At present we have orders for jewelry and for home and hotel decorations.”
As I wanted to reach out to more customers, I started to make smaller bamboo products. I make jewelry such as earrings, which sell so well I can hardly keep up with demand, even though only one shop sells my products—Gong Craft, at Gong Ta walking street.
Skills building on local wisdom
Even though Ghom Lanna is a household handicraft, I would love to hand down these skills to anyone from the next generation who is interested.
“I need manpower now. I like to design and want more time to pursue new ideas, but I am often tied down having to finish orders. Only my mother helps me as an assistant. All day I am occupied with the whole production process from selecting the bamboo onward. I’m not sure if there is anyone out there who is interested in this line of work; it has been difficult to find help. I want more assistants; at the same time, I want to involve local people who have their own stories to tell. I do hope young people will come.
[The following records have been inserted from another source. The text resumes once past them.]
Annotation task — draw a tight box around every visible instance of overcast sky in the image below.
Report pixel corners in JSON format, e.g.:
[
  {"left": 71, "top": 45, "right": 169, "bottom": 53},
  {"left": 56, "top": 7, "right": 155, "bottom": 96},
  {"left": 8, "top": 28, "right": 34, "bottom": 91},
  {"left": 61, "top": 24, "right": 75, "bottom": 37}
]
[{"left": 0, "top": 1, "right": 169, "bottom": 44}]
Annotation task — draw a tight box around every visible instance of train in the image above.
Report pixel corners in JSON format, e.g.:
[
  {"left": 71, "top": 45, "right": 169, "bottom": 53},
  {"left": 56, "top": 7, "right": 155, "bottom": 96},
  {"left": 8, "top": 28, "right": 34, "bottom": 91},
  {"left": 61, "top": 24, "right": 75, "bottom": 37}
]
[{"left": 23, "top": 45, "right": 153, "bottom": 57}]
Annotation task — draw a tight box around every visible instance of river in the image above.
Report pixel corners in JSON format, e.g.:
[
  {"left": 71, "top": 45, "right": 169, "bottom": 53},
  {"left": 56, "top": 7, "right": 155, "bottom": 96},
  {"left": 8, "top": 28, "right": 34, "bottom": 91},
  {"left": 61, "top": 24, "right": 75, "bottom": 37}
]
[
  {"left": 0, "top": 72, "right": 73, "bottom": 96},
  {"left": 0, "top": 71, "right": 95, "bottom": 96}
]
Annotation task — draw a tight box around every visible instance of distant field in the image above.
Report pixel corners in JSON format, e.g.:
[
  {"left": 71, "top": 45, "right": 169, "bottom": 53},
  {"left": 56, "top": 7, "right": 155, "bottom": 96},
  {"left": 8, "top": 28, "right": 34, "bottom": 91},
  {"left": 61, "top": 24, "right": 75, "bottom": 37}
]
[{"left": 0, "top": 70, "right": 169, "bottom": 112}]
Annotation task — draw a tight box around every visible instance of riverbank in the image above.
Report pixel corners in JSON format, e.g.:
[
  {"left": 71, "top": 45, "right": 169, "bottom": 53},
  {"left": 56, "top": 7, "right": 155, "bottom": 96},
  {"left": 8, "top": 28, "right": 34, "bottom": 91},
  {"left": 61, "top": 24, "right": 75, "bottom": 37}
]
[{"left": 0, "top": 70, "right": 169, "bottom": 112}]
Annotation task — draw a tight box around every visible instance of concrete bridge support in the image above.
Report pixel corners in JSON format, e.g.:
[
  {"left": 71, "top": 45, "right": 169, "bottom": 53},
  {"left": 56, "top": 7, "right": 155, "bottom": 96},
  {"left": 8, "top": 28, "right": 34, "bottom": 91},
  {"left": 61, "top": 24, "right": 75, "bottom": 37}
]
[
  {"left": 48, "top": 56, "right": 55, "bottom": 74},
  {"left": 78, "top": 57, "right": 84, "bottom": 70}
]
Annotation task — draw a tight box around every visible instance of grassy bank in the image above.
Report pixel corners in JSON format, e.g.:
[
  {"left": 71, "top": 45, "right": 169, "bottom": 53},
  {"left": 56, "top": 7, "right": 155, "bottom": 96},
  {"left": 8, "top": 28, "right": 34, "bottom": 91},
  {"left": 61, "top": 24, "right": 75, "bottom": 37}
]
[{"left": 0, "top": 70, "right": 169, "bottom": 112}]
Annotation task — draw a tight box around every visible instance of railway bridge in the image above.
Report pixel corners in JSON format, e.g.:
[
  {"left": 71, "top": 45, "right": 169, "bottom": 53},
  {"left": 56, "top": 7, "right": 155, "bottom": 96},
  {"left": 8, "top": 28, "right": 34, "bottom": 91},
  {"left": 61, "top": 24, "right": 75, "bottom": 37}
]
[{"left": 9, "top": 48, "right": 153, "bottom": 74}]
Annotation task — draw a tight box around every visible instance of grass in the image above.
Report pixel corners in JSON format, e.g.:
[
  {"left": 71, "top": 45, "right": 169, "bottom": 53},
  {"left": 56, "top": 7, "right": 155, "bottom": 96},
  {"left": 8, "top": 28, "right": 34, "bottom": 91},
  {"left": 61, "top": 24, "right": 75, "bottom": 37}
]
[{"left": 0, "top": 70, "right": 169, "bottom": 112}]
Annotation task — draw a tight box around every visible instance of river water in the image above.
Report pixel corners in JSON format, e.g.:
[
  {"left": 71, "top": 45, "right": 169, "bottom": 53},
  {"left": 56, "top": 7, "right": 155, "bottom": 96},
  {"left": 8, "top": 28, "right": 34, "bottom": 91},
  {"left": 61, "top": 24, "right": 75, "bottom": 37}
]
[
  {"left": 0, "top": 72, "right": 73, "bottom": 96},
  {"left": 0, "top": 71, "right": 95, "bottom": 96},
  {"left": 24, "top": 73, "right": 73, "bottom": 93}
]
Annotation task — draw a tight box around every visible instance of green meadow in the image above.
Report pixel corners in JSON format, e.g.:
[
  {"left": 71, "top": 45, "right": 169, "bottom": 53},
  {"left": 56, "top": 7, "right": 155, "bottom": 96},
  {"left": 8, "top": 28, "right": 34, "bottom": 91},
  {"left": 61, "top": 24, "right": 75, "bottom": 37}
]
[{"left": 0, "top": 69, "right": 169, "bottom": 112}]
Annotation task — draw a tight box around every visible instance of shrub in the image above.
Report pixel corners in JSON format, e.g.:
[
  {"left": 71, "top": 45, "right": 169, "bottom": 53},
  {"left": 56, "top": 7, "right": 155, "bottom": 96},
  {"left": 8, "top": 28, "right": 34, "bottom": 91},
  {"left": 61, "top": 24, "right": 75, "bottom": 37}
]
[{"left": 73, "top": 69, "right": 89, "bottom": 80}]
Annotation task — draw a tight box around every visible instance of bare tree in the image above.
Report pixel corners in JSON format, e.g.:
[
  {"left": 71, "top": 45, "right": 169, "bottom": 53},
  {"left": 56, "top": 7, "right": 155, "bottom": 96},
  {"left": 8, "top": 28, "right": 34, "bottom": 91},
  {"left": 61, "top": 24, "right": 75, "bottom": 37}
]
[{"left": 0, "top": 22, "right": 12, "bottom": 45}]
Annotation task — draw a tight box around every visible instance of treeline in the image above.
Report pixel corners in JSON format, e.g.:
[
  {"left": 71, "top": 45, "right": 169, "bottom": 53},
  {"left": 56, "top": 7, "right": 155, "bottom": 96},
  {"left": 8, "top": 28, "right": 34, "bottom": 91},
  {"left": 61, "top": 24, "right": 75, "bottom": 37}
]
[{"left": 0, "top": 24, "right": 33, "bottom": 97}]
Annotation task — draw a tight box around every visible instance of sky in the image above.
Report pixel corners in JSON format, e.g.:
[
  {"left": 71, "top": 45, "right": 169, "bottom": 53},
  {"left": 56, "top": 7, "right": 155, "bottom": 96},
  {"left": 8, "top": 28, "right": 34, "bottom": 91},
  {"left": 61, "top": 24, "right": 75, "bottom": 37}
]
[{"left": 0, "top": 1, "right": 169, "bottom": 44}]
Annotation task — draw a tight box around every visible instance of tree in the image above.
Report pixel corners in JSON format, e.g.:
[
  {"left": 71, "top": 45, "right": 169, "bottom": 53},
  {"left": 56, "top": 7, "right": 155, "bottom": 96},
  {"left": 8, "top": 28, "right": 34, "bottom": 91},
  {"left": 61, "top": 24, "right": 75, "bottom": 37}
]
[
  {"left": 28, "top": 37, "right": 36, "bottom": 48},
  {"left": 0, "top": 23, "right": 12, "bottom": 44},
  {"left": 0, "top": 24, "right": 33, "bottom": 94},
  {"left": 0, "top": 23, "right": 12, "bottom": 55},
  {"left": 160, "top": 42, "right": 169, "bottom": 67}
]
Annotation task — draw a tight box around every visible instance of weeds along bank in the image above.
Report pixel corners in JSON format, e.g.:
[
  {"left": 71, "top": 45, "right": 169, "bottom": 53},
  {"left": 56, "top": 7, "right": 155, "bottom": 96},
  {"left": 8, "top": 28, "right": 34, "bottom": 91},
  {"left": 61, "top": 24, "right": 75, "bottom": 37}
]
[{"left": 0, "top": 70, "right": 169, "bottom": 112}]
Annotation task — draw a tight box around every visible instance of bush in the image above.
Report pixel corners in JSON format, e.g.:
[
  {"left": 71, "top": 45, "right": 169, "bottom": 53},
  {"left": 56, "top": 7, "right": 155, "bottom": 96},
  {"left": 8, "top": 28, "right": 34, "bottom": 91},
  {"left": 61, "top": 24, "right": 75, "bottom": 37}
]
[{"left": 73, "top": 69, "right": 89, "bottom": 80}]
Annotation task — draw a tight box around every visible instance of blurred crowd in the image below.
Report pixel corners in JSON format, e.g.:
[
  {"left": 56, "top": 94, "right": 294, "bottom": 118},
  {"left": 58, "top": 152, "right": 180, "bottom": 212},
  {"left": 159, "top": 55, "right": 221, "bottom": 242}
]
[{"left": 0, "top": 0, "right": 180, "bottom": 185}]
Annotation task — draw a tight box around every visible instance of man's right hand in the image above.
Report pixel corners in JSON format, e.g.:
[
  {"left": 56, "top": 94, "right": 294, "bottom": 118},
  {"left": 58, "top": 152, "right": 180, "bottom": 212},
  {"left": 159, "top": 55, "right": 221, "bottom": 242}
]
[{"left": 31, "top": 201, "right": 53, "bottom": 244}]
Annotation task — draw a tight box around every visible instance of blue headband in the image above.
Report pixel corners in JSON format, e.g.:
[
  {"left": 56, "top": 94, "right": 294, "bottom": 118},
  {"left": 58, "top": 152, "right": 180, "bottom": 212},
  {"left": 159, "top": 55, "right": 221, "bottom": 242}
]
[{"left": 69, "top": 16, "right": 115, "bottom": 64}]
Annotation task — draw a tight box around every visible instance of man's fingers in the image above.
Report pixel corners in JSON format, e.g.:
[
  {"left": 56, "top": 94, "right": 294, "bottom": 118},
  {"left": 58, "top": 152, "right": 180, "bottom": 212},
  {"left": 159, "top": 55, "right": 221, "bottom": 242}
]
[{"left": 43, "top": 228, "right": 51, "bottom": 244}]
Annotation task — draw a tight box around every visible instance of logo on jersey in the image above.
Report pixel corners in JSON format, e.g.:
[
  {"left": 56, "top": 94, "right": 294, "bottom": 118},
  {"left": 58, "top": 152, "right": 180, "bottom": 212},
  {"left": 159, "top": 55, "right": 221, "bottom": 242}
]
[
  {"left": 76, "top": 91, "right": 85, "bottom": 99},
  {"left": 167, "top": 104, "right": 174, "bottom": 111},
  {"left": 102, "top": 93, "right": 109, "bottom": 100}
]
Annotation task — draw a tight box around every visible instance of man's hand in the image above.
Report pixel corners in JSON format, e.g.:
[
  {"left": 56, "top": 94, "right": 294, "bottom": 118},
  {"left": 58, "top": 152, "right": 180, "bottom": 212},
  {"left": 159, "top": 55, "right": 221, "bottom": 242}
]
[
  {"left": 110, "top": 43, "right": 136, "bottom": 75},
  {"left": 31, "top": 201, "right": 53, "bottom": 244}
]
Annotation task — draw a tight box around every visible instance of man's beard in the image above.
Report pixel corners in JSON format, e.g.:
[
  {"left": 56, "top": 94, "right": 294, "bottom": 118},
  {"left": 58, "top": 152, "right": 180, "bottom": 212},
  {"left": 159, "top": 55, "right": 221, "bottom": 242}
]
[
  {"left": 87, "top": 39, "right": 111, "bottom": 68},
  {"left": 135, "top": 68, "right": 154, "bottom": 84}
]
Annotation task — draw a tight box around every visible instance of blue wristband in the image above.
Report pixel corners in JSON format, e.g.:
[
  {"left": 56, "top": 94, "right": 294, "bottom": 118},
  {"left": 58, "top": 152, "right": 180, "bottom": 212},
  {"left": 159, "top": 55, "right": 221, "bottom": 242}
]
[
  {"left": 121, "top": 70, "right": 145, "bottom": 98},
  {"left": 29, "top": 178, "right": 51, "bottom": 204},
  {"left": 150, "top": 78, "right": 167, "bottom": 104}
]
A recent contact came from a high-school student who wants to learn how to make patterns on bamboo. Really, anybody who is interested can just give me a call.”
Pan is a modern designer who uses mainly online outlets like Instagram, Facebook and Google Search Engine Optimizer to sell his products. He is exploring using Tik Tok.
“I think social media is interesting but right now I don’t have a lot of time to explore it. On weekends, I must man the shop at Gong Craft, as more tourists are coming now that the Covid pandemic is subsiding. I am new in this business and spend my working days on production. I want to get better, and I want to contribute to community learning.”